Fresh, creamy sea urchin from B.C. is carefully placed on fingers of toasted bread laden with a mayo improved by scallions and yuzu kosho – a Japanese blend of citrus and spice. At $22, the tiny dish costs more than the burger, but it's also like treating your palate for a fun whirlwind tour of Paris and Tokyo.

The house-made burrata dish ($16) is fussy food at its best and the total antithesis of typical diner fare. Slices of the mild, chewy white cheese are buried under orange wedges, julienned fresh fennel, tiny pickled fennel cubes and roasted pistachios, all of which are bound together in perfect harmony by a green herb-infused olive oil.
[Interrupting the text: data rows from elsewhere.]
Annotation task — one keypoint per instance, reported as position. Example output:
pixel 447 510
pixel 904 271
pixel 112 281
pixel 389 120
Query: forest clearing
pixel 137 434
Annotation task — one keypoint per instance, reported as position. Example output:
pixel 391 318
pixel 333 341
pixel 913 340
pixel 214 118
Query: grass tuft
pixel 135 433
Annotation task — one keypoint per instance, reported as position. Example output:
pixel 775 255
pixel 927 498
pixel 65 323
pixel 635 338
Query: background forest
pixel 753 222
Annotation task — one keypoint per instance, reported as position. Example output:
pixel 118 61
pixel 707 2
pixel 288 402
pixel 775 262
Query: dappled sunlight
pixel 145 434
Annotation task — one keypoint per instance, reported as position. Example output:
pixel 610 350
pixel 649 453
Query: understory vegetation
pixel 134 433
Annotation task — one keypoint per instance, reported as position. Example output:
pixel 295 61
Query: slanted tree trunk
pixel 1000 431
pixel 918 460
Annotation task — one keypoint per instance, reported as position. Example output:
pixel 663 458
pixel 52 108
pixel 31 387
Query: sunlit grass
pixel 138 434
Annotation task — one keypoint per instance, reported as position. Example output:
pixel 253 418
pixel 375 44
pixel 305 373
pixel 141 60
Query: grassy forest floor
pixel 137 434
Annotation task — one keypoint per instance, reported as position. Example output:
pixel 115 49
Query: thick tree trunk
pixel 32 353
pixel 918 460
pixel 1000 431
The scallop sashimi appetizer ($14) isn't as successful. The raw Japanese scallops are sliced and dressed with a fine-dice of granny smith apple, coriander, pickled onions and a slice of jalapeno. If only Mr. Kriss stopped there. Instead, this ensemble is served atop three tostadas – one pander too many to current dining trends – which makes for easy sharing but the tortilla's flavour blasts the subtleties of scallop.

The scallop sashimi appetizer is dressed with a fine-dice of granny smith apple, coriander, pickled onions and a slice of jalapeno, and is served atop three tostadas for easy sharing.

There are only three desserts on the current menu: A black forest sundae, pecan pie and a lemon meringue pie (all $10 each). The latter is generous in size and sugar, as sweet as one would expect at a roadside eatery. It's delicious, even if wholly unoriginal.

The wine and cocktail list is short but thoughtful and changes often. On one night earlier in the winter, Aloette poured an obscure red blend from Lebanon; this past week, it was a fantastic Pinot Noir from little-known Reuilly in France's Loire Valley. The cocktails are fresh takes of lesser-known regional favourites, such as the English classic King's Cup (here, reinterpreted with bourbon, Scotch and ginger ale) and Brittany's Kir Breton (cider and cassis).

Service is smooth, polished and unobtrusive, although one hiccup came at dinner when our two side dishes – a bowl of nutty-tasting charred Brussels sprouts and a dish of fries in sausage gravy (both $9 each) – arrived almost 10 minutes before our mains. With a packed house, these misfires happen, but they shouldn't at a place with Mr. Kriss' standards.

As diners, we expect a lot from Mr. Kriss, and here lies the central issue as he tries to cross over to the mid-market mainstream: Does cheaper Aloette show the full creative range and technical wizardry of a talented chef such as Mr. Kriss? No, it doesn't. But it's also foolish of us to expect the same level of accomplished cooking at one-third of the price.

Aloette is still a delicious execution of Mr. Kriss's vision of a diner and worthy of embrace. The genre has long been a glaring weak spot in Toronto's restaurant scene. We've lacked the casual options that are so common in cities such as New York and Montreal, where numerous street corners are home to counters that serve club sandwiches and milkshakes at any hour.

Mr. Kriss says he hopes to replicate his Aloette model in other locations around the city. We should hope he does. The handful of diners we have downtown, such as Fran's and Patrician Grill, are nostalgia trips rather than places for decent food.

Our star system

No stars: Not recommended

One star: Good, but won't blow a lot of minds.

Two stars: Very good, with some standout qualities.

Three stars: Excellent, with few caveats, if any.

Four stars: Extraordinary, with near-perfect execution.

Aloette, with its handsome room and haute-cuisine pedigree, doesn't dish out retro sentimentality. But it does share one essential characteristic with the diners of past: versatility. Those old places served as convenient spots for a range of dining options, from a quick bite, solo, to a lingering, chatty meal for four. In that respect, Aloette is as diner as they come.